People who visited the Copper Basin over the years once marveled at -- or were horrified by -- the 32,000 acres of red hills left by mining's devastation of the landscape. Until 1904, trees cut in the Copper Basin were used to fire roasting ovens to smelt the ore. That produced sulfur dioxide gas and caused acid rain and led to the erosion of all the top soil. By the 1870s, all of the vegetation was gone and the basin was considered the largest man-made biological desert in the nation, according to Glenn Springs Holdings Inc., the firm that began a $100 million remediation of the basin's barren lands 20 years ago.
"You had your dinner bucket, you had to carry in your drill, your air hose, water hose, you had to carry in all your explosives and all of that," Turpin said. "You had to drill 12 feet into the rock face a series of holes, and when you got through drilling you'd charge it up with explosives and you would use delay caps to go out from the center ... so you advanced 12 feet."
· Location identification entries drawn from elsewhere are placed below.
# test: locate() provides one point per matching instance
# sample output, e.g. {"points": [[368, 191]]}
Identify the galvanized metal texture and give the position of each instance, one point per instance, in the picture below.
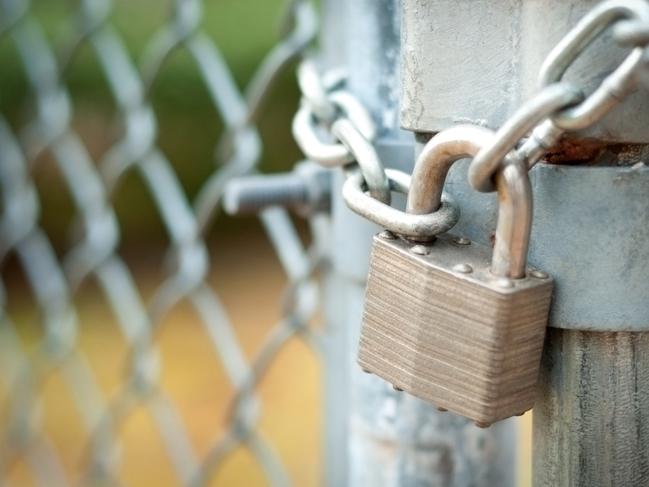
{"points": [[439, 325], [591, 419], [514, 192], [485, 61], [589, 232], [418, 227], [390, 439]]}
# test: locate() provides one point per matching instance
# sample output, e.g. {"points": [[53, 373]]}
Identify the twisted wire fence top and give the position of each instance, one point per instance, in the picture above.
{"points": [[44, 138]]}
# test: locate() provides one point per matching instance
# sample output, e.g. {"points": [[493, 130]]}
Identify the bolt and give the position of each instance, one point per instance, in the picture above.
{"points": [[387, 235], [306, 189], [539, 274], [463, 268], [420, 250]]}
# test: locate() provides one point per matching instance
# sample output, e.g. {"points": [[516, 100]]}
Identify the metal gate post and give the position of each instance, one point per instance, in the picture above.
{"points": [[591, 232], [375, 435]]}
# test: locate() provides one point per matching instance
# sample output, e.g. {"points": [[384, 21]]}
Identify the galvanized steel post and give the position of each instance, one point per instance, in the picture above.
{"points": [[375, 435], [590, 231]]}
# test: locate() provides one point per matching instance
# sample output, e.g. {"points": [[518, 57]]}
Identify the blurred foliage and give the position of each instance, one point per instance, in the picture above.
{"points": [[188, 124]]}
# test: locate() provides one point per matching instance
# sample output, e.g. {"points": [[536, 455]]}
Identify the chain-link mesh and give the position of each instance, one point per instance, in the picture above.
{"points": [[55, 281]]}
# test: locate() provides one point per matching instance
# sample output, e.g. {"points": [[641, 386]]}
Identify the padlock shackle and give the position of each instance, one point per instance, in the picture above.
{"points": [[512, 182], [515, 209], [435, 160]]}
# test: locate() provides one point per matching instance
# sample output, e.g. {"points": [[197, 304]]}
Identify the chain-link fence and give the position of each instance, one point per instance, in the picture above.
{"points": [[47, 357]]}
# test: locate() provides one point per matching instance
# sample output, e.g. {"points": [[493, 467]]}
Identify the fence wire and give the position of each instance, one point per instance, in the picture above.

Mechanization, which came during Turpin's career, improved efficiency but brought its own dangers because of the pace and larger equipment, he said.
Despite the difficult work, the danger and the stress, the Turpins say mining provided them a good life and was the nucleus of the community, just as it was for 150 years.
"We thought it would last forever," Ruth Turpin said.
It's the sense of that way of life historians hope to preserve with the restoration project, Rush said.